Born on March 27, 1932 in New Fribourg, in the state of Rio de Janeiro, he started his film career in the early 1950s as an assistant director for Watson Macedo, who was making films for the Atlântida studios. Farias made his first film in 1957, the musical comedy Rico ri à toa, followed by No mundo da lua (1958), and Um candango na Belacap (1960).
His 1960 crime film Cidade Ameaçada—based on true events—follows the story of a São Paulo criminal known as "Passarinho." The film participated in the official competition for the Palm d'Or at the 13th edition of the Cannes Film Festival.
Critical acclaim came with this 1962 film O assalto ao trem pagador / Assault on the Pay Train, which became one of the most influential Brazilian films of all time. Based on true events and starring Eliezer Gomes, Reginaldo Faria—the filmmaker's brother, Jorge Dória, and Grande Otelo, the film follows a gang that successfully robs a Brazilian payroll train but have difficulty keeping their newfound wealth a secret.

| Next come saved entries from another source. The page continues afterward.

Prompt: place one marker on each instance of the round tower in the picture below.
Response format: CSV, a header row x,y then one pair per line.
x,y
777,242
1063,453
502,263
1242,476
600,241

In 1965, Farias created Difilm, an independent film distribution company, along with Cinema Novo filmmakers Luiz Carlos Barreto and Glauber Rocha, and the production company R. F. Farias. With his production company, Farias directed Brazilian superstar singer Roberto Carlos in the blockbuster trilogy Roberto Carlos e o diamante cor de rosa (1968), Roberto Carlos em Ritmo de Aventura (1968) and Roberto Carlos a 300 quilômetros por hora (1971).
In 1982 Farias directed Pra frente Brasil, one of the first films to openly portray the repression of the Brazilian military dictatorship. The film won the top award at the Gramado Festival and participated in the official competition at the 33rd edition of the Berlinale. In a censorship attempt, the film was seized by a Brazilian diplomat on its way to an international festivals, and after a long battle the film was able to screen in Brazil.
Between 1974 and 1979, Farias was the director of Embrafilme—Brazil's national agency for film production and distribution—and became the first filmmaker to oversee this government agency. He was also director of the Brazilian Academy of Cinema, and founder of Canal Brasil. His last film as a director was the 1987 Os trapalhões e o auto da Compadecida.